Man kann über den theoretischen und praktischen Wert dieser Resolution verschiedener Meinung sein, jedoch wird kein Mensch, der seine gesunden fünf Sinne noch zusammen hat, oder der dabei nicht direkt politisch oder anderswie interessiert ist, zu behaupten wagen, daß solche Bestrebungen als konterrevolutionär bezeichnet werden können.

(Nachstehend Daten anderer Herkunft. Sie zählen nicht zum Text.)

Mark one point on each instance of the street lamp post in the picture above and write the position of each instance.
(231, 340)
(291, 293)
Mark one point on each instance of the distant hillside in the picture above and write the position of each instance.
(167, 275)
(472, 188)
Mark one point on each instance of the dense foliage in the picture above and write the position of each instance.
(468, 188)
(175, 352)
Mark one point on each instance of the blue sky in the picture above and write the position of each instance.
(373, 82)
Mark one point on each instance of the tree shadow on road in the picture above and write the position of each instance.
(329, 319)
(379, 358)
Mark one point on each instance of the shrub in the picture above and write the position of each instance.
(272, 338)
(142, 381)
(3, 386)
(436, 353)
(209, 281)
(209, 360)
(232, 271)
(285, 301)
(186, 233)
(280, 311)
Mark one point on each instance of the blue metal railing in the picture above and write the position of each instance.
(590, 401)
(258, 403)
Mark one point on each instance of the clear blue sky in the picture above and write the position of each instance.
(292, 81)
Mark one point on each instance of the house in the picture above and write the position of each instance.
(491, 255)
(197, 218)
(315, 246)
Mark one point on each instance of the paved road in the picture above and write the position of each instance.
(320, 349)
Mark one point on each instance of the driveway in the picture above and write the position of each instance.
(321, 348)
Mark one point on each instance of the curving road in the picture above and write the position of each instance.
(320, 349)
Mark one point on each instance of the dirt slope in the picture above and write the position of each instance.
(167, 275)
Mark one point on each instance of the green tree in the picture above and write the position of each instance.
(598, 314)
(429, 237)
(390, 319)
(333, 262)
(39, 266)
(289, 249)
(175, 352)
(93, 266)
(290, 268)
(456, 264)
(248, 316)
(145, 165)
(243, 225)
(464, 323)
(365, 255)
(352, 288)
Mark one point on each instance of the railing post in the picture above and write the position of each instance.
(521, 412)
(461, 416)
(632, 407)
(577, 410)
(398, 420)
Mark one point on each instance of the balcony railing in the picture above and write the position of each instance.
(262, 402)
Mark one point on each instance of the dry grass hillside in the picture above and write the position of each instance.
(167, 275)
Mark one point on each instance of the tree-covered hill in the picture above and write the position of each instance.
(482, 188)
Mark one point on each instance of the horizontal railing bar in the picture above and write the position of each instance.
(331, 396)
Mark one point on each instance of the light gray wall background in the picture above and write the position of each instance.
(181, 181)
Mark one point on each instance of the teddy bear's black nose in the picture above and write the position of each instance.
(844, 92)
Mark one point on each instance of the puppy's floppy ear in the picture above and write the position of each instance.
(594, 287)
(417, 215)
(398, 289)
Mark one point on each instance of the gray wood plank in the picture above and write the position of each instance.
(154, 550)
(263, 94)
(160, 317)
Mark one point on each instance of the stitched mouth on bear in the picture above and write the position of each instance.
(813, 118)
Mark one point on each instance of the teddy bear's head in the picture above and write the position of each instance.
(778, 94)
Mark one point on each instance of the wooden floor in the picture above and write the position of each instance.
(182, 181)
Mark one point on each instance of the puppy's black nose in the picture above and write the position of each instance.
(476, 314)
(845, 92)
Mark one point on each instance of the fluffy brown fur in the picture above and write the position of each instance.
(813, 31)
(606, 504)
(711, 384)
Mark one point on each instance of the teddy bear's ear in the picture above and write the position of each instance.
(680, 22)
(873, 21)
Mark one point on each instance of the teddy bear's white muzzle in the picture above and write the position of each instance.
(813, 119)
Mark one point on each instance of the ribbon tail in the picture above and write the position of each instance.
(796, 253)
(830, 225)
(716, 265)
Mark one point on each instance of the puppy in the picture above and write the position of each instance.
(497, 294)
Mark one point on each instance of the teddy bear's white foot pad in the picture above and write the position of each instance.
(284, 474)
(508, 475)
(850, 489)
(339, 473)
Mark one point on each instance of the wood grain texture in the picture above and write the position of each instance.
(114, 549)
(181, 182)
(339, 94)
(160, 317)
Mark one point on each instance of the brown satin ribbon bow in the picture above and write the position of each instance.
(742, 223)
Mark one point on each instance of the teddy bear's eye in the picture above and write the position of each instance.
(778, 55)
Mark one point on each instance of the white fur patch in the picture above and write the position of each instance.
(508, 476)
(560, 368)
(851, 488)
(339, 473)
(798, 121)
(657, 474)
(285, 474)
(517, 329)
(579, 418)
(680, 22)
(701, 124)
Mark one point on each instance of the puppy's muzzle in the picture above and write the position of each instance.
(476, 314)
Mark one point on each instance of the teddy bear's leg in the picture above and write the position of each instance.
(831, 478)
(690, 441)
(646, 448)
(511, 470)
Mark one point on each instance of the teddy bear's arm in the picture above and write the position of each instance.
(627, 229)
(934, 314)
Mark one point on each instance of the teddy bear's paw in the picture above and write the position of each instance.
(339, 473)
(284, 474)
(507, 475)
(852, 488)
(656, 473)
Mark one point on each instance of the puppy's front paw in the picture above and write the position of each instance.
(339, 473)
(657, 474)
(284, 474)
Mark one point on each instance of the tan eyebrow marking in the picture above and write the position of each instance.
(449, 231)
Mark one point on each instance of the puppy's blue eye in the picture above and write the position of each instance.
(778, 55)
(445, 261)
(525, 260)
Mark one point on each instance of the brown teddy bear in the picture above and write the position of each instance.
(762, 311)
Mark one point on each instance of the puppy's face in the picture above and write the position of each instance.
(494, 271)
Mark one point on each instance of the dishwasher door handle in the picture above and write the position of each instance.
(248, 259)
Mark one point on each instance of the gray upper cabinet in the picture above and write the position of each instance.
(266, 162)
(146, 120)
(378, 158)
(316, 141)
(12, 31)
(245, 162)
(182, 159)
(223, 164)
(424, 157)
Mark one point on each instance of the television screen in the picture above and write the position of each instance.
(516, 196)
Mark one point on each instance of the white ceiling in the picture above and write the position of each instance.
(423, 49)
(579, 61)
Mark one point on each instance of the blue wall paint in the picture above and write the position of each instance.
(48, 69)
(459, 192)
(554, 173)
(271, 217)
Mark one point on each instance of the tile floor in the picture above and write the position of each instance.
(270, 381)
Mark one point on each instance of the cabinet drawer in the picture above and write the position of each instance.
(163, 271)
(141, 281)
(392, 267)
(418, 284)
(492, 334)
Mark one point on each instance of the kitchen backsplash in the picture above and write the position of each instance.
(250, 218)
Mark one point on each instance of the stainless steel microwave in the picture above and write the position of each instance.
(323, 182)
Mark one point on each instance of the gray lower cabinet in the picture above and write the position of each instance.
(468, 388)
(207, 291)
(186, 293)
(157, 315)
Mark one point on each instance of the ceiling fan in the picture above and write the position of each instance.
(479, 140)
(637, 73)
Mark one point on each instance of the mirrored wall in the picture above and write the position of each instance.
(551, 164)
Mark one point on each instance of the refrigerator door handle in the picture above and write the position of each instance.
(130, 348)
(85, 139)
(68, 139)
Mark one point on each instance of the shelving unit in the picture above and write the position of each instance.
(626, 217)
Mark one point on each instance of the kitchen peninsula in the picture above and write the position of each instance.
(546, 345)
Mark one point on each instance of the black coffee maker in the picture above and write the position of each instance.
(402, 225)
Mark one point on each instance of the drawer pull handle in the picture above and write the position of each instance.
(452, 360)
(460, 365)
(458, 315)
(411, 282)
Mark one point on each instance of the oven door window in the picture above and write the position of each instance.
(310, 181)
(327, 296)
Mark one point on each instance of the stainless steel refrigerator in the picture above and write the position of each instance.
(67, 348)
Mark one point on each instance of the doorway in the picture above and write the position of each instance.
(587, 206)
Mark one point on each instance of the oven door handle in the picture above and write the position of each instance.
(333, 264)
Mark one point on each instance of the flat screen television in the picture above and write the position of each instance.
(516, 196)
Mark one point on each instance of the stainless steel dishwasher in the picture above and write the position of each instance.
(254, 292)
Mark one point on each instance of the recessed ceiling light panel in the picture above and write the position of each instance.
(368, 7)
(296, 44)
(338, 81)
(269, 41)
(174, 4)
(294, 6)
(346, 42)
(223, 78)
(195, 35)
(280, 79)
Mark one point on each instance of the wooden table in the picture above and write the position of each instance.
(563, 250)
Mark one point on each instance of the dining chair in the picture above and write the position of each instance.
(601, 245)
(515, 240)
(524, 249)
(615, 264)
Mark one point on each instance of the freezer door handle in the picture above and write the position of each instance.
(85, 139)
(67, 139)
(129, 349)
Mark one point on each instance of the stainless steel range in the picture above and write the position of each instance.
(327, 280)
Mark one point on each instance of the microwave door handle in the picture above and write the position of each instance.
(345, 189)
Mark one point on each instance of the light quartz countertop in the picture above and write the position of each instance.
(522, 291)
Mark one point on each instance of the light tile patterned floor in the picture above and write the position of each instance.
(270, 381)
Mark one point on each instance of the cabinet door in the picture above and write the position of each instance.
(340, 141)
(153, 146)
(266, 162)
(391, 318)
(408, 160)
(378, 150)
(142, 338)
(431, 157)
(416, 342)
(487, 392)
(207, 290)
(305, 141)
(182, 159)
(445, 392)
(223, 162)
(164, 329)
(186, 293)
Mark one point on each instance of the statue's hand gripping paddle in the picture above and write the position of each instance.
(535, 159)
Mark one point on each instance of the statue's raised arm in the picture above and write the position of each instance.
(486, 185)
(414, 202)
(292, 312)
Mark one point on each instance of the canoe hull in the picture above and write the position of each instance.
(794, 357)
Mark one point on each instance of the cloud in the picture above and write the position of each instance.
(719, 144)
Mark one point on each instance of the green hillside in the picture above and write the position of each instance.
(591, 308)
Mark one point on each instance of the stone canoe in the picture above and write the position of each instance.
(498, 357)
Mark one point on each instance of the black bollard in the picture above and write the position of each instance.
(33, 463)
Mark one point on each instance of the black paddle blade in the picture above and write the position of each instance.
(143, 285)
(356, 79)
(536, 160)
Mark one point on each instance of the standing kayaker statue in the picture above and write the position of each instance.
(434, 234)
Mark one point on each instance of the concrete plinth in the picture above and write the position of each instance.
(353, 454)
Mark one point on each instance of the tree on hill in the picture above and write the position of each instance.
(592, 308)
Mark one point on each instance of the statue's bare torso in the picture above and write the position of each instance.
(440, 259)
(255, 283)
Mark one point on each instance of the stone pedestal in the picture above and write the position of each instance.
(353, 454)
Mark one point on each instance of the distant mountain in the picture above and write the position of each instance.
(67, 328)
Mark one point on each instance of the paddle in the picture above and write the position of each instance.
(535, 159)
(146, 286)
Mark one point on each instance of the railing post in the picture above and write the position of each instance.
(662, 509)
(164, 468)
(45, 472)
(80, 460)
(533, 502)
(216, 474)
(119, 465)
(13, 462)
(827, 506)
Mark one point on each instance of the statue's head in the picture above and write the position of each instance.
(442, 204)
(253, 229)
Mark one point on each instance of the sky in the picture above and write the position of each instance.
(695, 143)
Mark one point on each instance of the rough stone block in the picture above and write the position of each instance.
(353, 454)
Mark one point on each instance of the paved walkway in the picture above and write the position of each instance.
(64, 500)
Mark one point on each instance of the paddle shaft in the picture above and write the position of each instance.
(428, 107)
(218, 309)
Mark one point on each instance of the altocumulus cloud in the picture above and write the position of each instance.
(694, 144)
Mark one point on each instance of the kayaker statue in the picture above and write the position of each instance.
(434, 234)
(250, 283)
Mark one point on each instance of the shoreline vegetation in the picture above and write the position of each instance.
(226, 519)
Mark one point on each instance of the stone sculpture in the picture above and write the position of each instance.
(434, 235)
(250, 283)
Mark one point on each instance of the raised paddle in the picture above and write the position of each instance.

Im Gegenteil, die weitere Entwicklung der Dinge in Rußland hat uns bewiesen, daß unsere Genossen die Lage durchaus richtig beurteilt haben und das vieles von dem, was sie vorausgesehen hatten, buchstäblich eingetroffen ist. Niemals haben die russischen Anarchisten den Reaktionären Handlangerdienste geleistet oder deren Bestrebungen in irgendeiner Weise gefördert. Sie waren vielmehr stets die ersten auf dem Plan, wenn es galt, den Machenschaften der Konterrevolution entgegenzutreten und zum Schutze der Revolution das Leben einzustellen; sie haben ungeheure Opfer gebracht an Blut und Leben, und sie als Konterrevolutionäre zu bezeichnen, ist eine gewissenlose Infamie, auch wenn sie im Interesse einer „kommunistischen" Regierung oder Partei begangen wird.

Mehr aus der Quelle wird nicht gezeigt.